Die Bundesversammlung ist zusammengetreten

Am Sonntagmittag tritt die 16. Bundesversammlung zur Wahl des Nachfolgers von Joachim Gauck zusammen. Aussichtsreichster Kandidat ist der ehemalige Außenminister Frank-Walter Steinmeier (SPD). Er kann mit Stimmen der Sozialdemokraten und der Union rechnen.

Auch FDP und Linke verzichteten auf eigene Kandidaten und unterstützen Steinmeier. Weitere Kandidaten sind der von der Linkspartei nominierte Armutsforscher Christoph Butterwegge, der stellvertretende Bundesvorsitzende der rechtspopulistischen AfD, Albrecht Glaser und der Richter Alexander Hold (Freie Wähler). Die Piraten und die Spaß-Partei „Die Partei“ nominierten Engelbert Sonneborn.

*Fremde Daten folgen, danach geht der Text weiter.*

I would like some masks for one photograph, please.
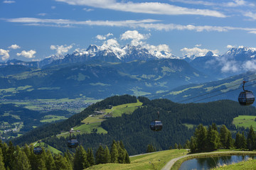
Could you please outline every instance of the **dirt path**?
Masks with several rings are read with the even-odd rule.
[[[200,153],[200,154],[186,154],[184,156],[181,156],[179,157],[176,157],[174,158],[173,159],[171,159],[171,161],[169,161],[169,162],[167,162],[167,164],[161,169],[161,170],[170,170],[171,166],[174,166],[174,164],[175,164],[175,162],[176,162],[178,160],[182,159],[182,158],[185,158],[185,157],[191,157],[191,156],[196,156],[196,155],[208,155],[208,154],[241,154],[241,153],[244,153],[245,154],[248,154],[248,152],[244,152],[244,151],[236,151],[236,152],[208,152],[208,153]],[[253,154],[256,154],[255,152],[250,152],[249,153],[253,153]]]

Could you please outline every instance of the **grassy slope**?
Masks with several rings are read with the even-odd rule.
[[[242,161],[237,164],[230,165],[224,165],[212,170],[252,170],[256,169],[256,159],[249,159],[247,161]]]
[[[171,149],[147,154],[142,154],[130,158],[131,164],[107,164],[91,166],[87,169],[104,170],[141,170],[141,169],[161,169],[171,159],[186,154],[186,149]],[[160,160],[160,161],[159,161]]]
[[[97,133],[107,133],[107,131],[104,130],[101,126],[101,122],[106,120],[107,119],[103,118],[103,116],[106,114],[112,114],[113,117],[122,116],[122,114],[131,114],[132,113],[138,106],[142,105],[142,103],[137,100],[137,103],[127,103],[113,106],[112,109],[105,109],[101,110],[105,113],[102,115],[96,115],[94,116],[88,116],[85,119],[81,121],[84,123],[81,125],[74,127],[74,130],[80,130],[80,132],[75,132],[73,134],[83,134],[83,133],[91,133],[93,129],[97,129]],[[68,137],[69,133],[67,132],[58,135],[58,137]]]
[[[236,127],[250,128],[252,125],[253,129],[256,130],[256,116],[255,115],[239,115],[233,120],[233,124]]]

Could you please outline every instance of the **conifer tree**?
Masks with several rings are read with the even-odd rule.
[[[218,131],[215,130],[210,125],[207,130],[207,149],[210,151],[216,150],[218,147],[219,137]]]
[[[125,162],[125,152],[124,149],[122,149],[121,147],[118,149],[118,163],[124,164]]]
[[[4,155],[4,157],[6,158],[4,161],[4,165],[6,168],[7,169],[9,167],[10,169],[14,169],[14,162],[15,160],[14,147],[11,141],[9,143],[6,154]]]
[[[110,149],[108,149],[107,146],[104,151],[104,157],[105,157],[105,164],[110,163],[111,162],[111,155],[110,152]]]
[[[223,125],[220,128],[220,144],[224,148],[228,148],[227,141],[229,130],[225,125]]]
[[[87,149],[87,162],[90,166],[92,166],[95,164],[95,158],[93,156],[92,149]],[[110,162],[111,162],[111,155],[110,155]]]
[[[249,129],[247,137],[247,144],[249,150],[253,150],[255,145],[255,133],[254,132],[253,128],[251,125]]]
[[[46,166],[47,170],[55,170],[56,169],[54,159],[49,150],[46,152]]]
[[[124,149],[124,153],[125,153],[124,164],[131,164],[131,161],[129,159],[128,152],[125,149]]]
[[[63,157],[60,154],[54,156],[54,162],[56,169],[72,170],[72,165],[70,164],[67,159]]]
[[[29,160],[24,152],[17,149],[16,159],[14,161],[14,169],[15,170],[29,170],[31,169]]]
[[[110,151],[111,162],[112,163],[117,163],[118,162],[118,160],[117,160],[118,150],[117,150],[117,146],[116,146],[115,143],[114,142],[114,141],[112,144],[111,151]]]
[[[203,151],[206,149],[206,128],[200,124],[196,129],[195,138],[197,148],[199,151]]]
[[[74,170],[84,169],[90,166],[87,153],[82,145],[76,149],[74,157]]]
[[[242,149],[245,149],[247,147],[247,143],[246,143],[246,140],[245,140],[245,132],[244,131],[242,131]]]
[[[105,150],[102,145],[100,145],[95,154],[95,163],[96,164],[105,164]]]
[[[196,149],[197,149],[196,143],[196,140],[193,136],[191,136],[191,140],[189,142],[189,148],[191,149],[191,153],[194,153],[196,152]]]
[[[237,149],[242,148],[242,135],[238,132],[235,135],[235,147]]]
[[[4,167],[3,153],[1,147],[0,147],[0,169],[3,169],[3,170],[6,169]]]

Zur Bundesversammlung zählen alle Abgeordneten des Bundestages und in gleicher Zahl Vertreter der Länderparlamente. Der erste Wahlgang soll gegen 12.15 Uhr beginnen.

59 Prozent glauben an „guten“ Bundespräsidenten Steinmeier

59 Prozent der Deutschen erwarten, dass Frank-Walter Steinmeier (SPD) ein guter Bundespräsident sein wird. Das ergab eine Umfrage des Meinungsforschungsinstituts Emnid für „Bild am Sonntag“. 19 Prozent glauben demnach nicht, dass Steinmeier ein guter Bundespräsident wird (weiß nicht, keine Angabe: 22 Prozent).

Dass der Sieger fürs Schloss Bellevue schon vor der Wahl an diesem Sonntag feststeht, halten 59 Prozent für „unproblematisch“, 32 Prozent halten es für „problematisch“ (weiß nicht, keine Angabe: 8 Prozent). Bis zu seinem Amtsantritt am 18. März will Steinmeier nach Informationen der „Bild am Sonntag“ ein paar Tage Urlaub mit seiner Tochter machen. Seine Frau arbeite bis dahin weiter als Verwaltungsrichterin in Berlin.

Als First Lady lasse sie sich dann beurlauben. Elke Büdenbender wolle sich laut BamS in Bellevue vor allem dem Thema Bildung und Aufstieg annehmen. Sie selbst machte Abitur und Jurastudium auf dem zweiten Bildungsweg.

Zweimal hat sich das Ehepaar Steinmeier/Büdenbender bislang mit Amtsvorgänger Joachim Gauck und First Lady Daniela Schadt getroffen.